After Jim passed away, I wanted to pull a Britney Spears and shave my head. I have never in my life wanted to shave all my hair off, but there was something that was pushing me to not necessarily go bald, but to be free of something and that something was my hair. I didn’t. But I did cut all of it off as much as I could without my hairdresser feeling like she was giving me a buzz cut. I asked for a pixie cut and got more of a very long pixie do. When I told her how short I wanted to go, she replied, “You have been through a lot. You are burying Jim today and I think you need to wait before you go too short. Why don’t you come back next week and we will cut it shorter and then if you want to take more off, you can do that when you have another appointment.”

So, I chopped most of it off, colored it dark and then when I returned six weeks later, took off a little more and eventually a little more and then over the past year I have gone lighter. And now, as usual, I am thinking of growing it out again.

After I got my new look I was talking to a dear friend and he told me his wife always cuts her hair off when she is wanting to gain control over her life. After having twins, she did the same thing.

I had never thought of myself as looking for a way to gain control, but I suppose that could be part of my desire to make a dramatic change for myself. I had been unable to control Jim’s demise. I have lived with the guilt of not being able to save him. I couldn’t stop our children from suffering an immeasurable loss. I needed to take some form of control over something in my life.
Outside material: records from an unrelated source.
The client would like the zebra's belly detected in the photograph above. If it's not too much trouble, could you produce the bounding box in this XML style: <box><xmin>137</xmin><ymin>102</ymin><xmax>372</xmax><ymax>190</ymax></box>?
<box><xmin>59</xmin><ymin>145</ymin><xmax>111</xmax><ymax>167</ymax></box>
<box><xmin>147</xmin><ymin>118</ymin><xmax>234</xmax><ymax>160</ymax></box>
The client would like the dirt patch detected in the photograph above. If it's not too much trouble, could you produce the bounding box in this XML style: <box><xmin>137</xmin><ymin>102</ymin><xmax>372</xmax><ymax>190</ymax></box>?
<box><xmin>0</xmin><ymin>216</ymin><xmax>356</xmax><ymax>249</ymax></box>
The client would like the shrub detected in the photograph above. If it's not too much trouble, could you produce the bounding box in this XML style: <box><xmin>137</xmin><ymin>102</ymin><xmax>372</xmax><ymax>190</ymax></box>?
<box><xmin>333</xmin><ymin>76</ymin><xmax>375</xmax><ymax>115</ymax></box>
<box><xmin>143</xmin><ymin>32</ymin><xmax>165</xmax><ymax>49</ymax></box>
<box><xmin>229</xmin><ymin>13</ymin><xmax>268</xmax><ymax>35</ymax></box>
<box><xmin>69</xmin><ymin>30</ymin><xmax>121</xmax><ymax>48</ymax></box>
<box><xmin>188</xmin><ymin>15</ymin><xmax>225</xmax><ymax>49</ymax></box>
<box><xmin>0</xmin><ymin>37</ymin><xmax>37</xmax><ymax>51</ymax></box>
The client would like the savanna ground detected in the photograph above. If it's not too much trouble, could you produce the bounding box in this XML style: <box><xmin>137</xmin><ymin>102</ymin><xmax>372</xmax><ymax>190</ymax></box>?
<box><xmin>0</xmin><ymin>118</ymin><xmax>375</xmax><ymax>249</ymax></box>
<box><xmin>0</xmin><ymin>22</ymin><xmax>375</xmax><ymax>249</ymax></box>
And my hair was about all I could manage.
But having someone keep me slightly in check as my hairdresser did was also what I needed.

Through our journey in life, especially as a caregiver, it is such a game changer to have people around you who can point out different ways of seeing the same scenario, help you understand your thoughts, feelings and frustrations, and sometimes to give you a swift kick when you need a little nudge to get off the pity party horse and start living again.
While being overwhelmed and immersed in caregiving, there is nothing harder than trying to figure out your own life. The saying about seeing the forest through the trees has never rung more true.

Trying to carve out time to relax, or exercise or to see friends might feel like an impossible undertaking. There never seems enough time and when you do have a free moment (do you really?) you only want to sleep. The last thing you want to do is be around people who definitely don’t understand what your typical day is like and try to be cheery or smile or even think about laughing. So what fun will you be? What’s the use? I will tell you…do it anyway. Go do something. It doesn’t matter what it is or who it is with….go find a way to do something new, something different, something that will make you smile, or laugh or possibly, maybe, forget about all of the stress in your life for just a few moments. It won’t be easy and it may take some maneuvering on your part but it will be worth it. And then, do it again in a week or so. You deserve this time for yourself.

One day, you will not be a caregiver and you will need to find yourself again because you won’t know who you are when you aren’t surrounded by decisions and cleaning and watching and waiting and worrying and exhaustion.

You will, believe it or not, be able to do whatever you want to do. And you will need to know what you want to do because it will have been so long, you just don’t know what interests you anymore. Who you used to be has been eternally altered. You have seen too much, felt too much and hurt too much. There is no going back, but you can move forward and become who you are meant to be. So do it. You won’t regret it.

5 thoughts on “Save Yourself

  • Michelle

    I’m glad you are sounding positive again. Super hard to do but you can’t change anything in the past so moving forward and living your life to the fullest or at least living again is all you can do. I know for me, I still have the pain/flutter in my heart when my mind reminds me I will never physically see Lee again. After 25 years together it just doesn’t seem real but early onset Alzheimer’s took him from us way to soon. But now as a single mom with a 17 year old going off to college, I have to live again, and be happy about it. Remember the good times, and be positive.

  • Patti

    Thank you for sharing this perspective. I’m struggling with moving into life beyond. I lost my husband about 4 months ago. We had been together for 36 yrs. He was on my mind every day and shaped a large part of how I defined myself. I find I’m torn between being a part of the Alzheimer’s community and wanting to happily run as far away from the pain and memories of the disease as I can get. Being patient and giving myself time is still uncomfortabl, after spending many years caretaking for everyone BUT me. One thing remains… life will always be a balancing act.

  • Tamie

    Karen,
    Your positivity and perspective continue to inspire me. It’s been a difficult few weeks and hubby is currently hospitalized awaiting placement in a dementia care facility. Some days it’s surreal to think that my 45 year old husband and dementia are used in the same sentence.
    Praying for us all.

  • Janet

    Hello Karen, I’m still here…with mom! I think about a pixie cut every single day. My daughter has talked me out of it several times. I’ve told myself, I’m just trying to simplify my life. But, reality is…I need to get out. I tell myself – I need to go do yoga or hike. Then, it’s time to change the sheets or cook lunch or clean the bathroom…..

  • Lorrie

    yes,I like the idea of cutting my hair too. i was so busy from 2012-2017 taking care of my parents. now they are both gone.time to shed the old stuff,as well as hair. cleaning out their house is exhausting,but I’m donating most of it.start fresh! take care of yourself,and move forward.